I gruppi di preghiera reciteranno il rosario insieme dalle 21 Padre Luca: «Chiederemo a San Pio di essergli vicino»

PESCARA. Una preghiera per padre Guglielmo Alimonti, 92 anni, figlio spirituale di San Pio da Pietrelcina, ricoverato in ospedale da otto giorni a causa del Covid.
Saranno in 300, questa sera alle 21 nella basilica della Madonna dei Sette Dolori ai Colli, a recitare il rosario, dopo l’esposizione del Santissimo Sacramento.
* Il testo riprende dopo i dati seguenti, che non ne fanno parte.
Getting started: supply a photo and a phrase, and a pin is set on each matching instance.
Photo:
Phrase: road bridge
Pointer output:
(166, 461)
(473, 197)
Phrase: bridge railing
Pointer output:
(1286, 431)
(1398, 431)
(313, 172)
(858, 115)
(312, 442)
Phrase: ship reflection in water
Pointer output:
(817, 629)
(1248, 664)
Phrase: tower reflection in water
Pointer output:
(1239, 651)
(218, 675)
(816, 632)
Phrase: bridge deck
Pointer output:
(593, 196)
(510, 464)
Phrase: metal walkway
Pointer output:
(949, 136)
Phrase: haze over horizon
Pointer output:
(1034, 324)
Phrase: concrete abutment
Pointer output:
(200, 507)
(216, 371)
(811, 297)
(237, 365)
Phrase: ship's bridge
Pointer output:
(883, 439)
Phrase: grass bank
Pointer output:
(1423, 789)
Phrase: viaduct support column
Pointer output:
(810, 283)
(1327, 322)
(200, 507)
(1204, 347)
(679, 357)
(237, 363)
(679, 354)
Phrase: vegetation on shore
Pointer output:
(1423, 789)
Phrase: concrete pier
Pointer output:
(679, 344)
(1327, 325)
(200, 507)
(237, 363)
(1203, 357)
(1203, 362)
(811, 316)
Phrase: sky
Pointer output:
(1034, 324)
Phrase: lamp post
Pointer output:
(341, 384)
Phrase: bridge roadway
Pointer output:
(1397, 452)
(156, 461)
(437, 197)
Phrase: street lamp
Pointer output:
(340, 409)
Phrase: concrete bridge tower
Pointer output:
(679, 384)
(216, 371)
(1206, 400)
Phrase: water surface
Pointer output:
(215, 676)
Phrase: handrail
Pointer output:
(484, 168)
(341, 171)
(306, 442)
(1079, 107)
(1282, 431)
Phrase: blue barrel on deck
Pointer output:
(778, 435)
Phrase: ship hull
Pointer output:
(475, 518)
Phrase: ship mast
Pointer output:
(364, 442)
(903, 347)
Saranno numerosi i rappresentanti dei gruppi di preghiera della diocesi pescarese, ma provenienti anche da tutta la regione e dal Molise, che si raduneranno in chiesa, insieme a tanti cittadini dei Colli, per «esprimere vicinanza a padre Guglielmo e fargli sentire tutto il nostro affetto in un momento così delicato per la sua salute», dice padre Luca Di Panfilo, il presbitero che ha organizzato l'evento. «Pregheremo per lui e chiederemo a San Pio di essergli vicino e continuare a donargli il suo amore», prosegue don Luca. Il rito dell'Adorazione eucaristica andrà avanti fino alle 22.
«Uniti e in comunione con tutti i gruppi di preghiera di Padre Pio dell’Abruzzo e del Molise, preghiamo con fede per la salute fisica e spirituale del nostro carissimo Padre Guglielmo»: questo il testo dell’annuncio che, su Facebook, annuncia l’appuntamento a tutti coloro che vorranno esserci. E questo testo ha provocato una valanga di affetto, con tanti messaggi di incoraggiamento e di preghiera, con la speranza che il sacerdote cappuccino possa «tornare a celebrare la messa» e la certezza che «Padre Pio gli vuole bene per cui ci penserà lui, a proteggerlo». Aspettano il suo ritorno, «perché abbiamo bisogno di te», scrivono i fedeli al discepolo di Padre Pio.
Padre Guglielmo, frate cappuccino originario di Guardiagrele, seguace di San Pio, è una figura rappresentativa della Madonna dei Sette Dolori ed è amatissimo dalla comunità, non solo dei Colli. Le sue celebrazioni della messa e le confessioni all'alba di ogni giorno sono molto seguite dai fedeli provenienti da tutta la provincia, ormai da lungo tempo. All'ingresso in basilica, questa sera, è raccomandato l'uso della mascherina e dei gel disinfettanti, oltre che il rispetto del distanziamento tra i banchi.